Fraude de importação que envolve MS é considerada trama das mais sofisticadas

O caso corre sob sigilo, por envolver dados financeiros, mas só na primeira etapa do inquérito foram apreendidos R$ 700 mil em dinheiro e R$ 1,5 milhão em cheques.

Campo Grande News

09 de Julho de 2011 - 09:53

Com investigação também em Mato Grosso do Sul, a operação Pomar, deflagrada contra a remessa ilegal de dinheiro ao exterior com esquema de contrabando de tecidos, é responsavel por um dos maiores rombos a arrecadação, aponta a Polícia Federal.

O caso corre sob sigilo, por envolver dados financeiros, mas só na primeira etapa do inquérito foram apreendidos R$ 700 mil em dinheiro e R$ 1,5 milhão em cheques.

Nessa semana, 15 suspeitos foram presos, em 8 estados, entre empresários e despachantes aduaneiros, mas os detalhes não saõ divulgados. Segundo a PF, empresários do atacado e varejo de tecidos usavam nomes de “laranjas” para enviar US$ 1 milhão por dia a contas bancárias na China, Hong Kong e outros paraísos fiscais.

A quadrilha ganhava dinheiro com contrabando, importações subfaturadas e lavagem de dinheiro e é considerada a trama “mais sofisticada para evasão de divisas desde a era CC5”, carta circular do Banco Central, criada em 1969, que permitia a abertura de contas especiais, mantidas no Brasil por brasileiros que moram no exterior e facilitou a remessa clandestina de US$ 30 bilhões.

A Receita, que também participa da operação, estima em R$ 1,5 bilhão foram sonegados. Um auditor foi enquadrado por suposta facilitação ao contrabando. Para concluir o processo de remessa de ativos a organização criminosa adulterava os documentos de importação - faturas comerciais e conhecimentos de embarque. Parte das transações não era efetivada. Outra parcela de importação era acompanhada de notas subfaturadas.

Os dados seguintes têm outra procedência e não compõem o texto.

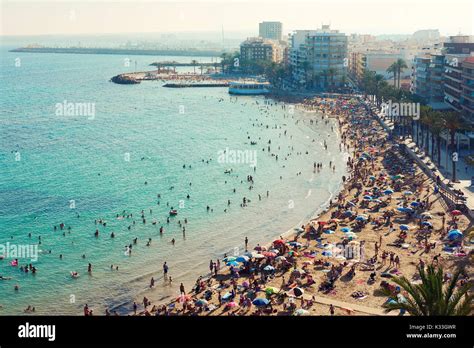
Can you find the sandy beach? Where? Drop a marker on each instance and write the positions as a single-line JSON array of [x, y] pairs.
[[385, 222]]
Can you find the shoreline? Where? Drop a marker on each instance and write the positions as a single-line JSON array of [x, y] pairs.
[[298, 102], [371, 306]]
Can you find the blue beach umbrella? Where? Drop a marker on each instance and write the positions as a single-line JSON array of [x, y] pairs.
[[260, 302], [233, 263], [227, 296], [201, 303], [454, 234], [242, 258]]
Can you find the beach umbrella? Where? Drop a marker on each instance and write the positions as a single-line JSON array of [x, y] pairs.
[[227, 296], [183, 298], [350, 235], [271, 290], [242, 258], [301, 312], [201, 303], [297, 292], [455, 234], [426, 216], [296, 271], [231, 304], [260, 302], [233, 263]]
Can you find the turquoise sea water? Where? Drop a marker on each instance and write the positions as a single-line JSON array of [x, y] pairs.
[[54, 168]]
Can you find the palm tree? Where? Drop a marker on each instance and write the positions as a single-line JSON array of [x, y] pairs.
[[393, 70], [400, 66], [453, 123], [194, 62], [431, 298], [437, 128]]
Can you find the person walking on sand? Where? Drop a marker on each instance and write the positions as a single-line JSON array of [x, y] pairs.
[[165, 269]]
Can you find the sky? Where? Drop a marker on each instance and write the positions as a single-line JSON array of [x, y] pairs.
[[19, 17]]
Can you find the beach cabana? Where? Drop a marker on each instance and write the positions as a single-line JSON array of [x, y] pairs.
[[260, 302]]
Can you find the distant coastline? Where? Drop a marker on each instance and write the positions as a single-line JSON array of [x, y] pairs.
[[121, 51]]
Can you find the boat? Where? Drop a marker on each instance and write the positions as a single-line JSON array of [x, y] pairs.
[[249, 87]]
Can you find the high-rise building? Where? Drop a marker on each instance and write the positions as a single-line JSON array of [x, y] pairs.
[[456, 51], [270, 30], [321, 60], [428, 80], [467, 92], [259, 49]]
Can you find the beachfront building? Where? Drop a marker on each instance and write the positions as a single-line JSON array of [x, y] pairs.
[[427, 80], [297, 55], [456, 51], [467, 89], [260, 49], [357, 66], [319, 57], [270, 30]]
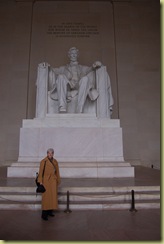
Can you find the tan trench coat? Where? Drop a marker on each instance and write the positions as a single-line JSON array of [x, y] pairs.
[[51, 180]]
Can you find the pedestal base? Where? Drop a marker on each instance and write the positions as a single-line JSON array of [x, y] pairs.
[[85, 146]]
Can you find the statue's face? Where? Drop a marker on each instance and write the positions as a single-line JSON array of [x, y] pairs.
[[73, 55]]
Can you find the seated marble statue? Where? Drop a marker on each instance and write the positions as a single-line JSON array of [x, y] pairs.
[[73, 87]]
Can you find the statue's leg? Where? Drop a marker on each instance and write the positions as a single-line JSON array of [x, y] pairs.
[[82, 93], [61, 83]]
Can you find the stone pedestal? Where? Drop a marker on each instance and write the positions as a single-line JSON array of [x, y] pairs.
[[84, 146]]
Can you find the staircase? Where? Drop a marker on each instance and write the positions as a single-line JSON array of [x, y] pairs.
[[82, 198]]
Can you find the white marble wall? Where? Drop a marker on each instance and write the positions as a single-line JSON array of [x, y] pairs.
[[76, 138], [132, 59]]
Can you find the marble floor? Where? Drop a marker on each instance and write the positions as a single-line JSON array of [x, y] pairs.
[[80, 225]]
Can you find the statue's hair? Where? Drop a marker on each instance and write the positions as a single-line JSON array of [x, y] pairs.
[[71, 49], [50, 150]]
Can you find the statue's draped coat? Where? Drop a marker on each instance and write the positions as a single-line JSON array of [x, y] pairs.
[[50, 181]]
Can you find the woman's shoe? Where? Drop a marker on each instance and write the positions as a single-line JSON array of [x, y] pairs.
[[45, 218]]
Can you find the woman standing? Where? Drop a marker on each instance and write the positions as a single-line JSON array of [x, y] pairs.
[[50, 180]]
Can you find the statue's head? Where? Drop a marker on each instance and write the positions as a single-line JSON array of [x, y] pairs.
[[73, 50]]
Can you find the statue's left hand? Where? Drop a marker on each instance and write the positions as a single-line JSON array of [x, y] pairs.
[[97, 65]]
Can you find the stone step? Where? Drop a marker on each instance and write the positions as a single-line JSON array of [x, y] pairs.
[[75, 169], [75, 206], [82, 197], [78, 197], [112, 189]]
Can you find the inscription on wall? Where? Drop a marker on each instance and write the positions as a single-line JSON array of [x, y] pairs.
[[66, 29]]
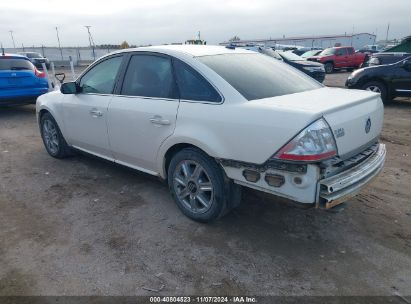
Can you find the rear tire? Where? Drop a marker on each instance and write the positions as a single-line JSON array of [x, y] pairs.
[[199, 186], [329, 67], [377, 87], [53, 140]]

No total, a Polícia acredita que o esquema envolvia 100 pessoas físicas e 40 jurídicas que emprestaram seus nomes e razões sociais para o golpe. Na quinta-feira passada, em São Paulo, foram apreendidas 400 toneladas de tecidos, avaliadas em R$ 6 milhões. Outros 32 caminhões já foram retidos, com 600 toneladas do produto.

O esquema tem ramificações em São Paulo, onde se concentram as fraudes, Rio, Santa Catarina, Goiás, Alagoas, Espírito Santo, Rondônia, Mato Grosso do Sul e no Distrito Federal.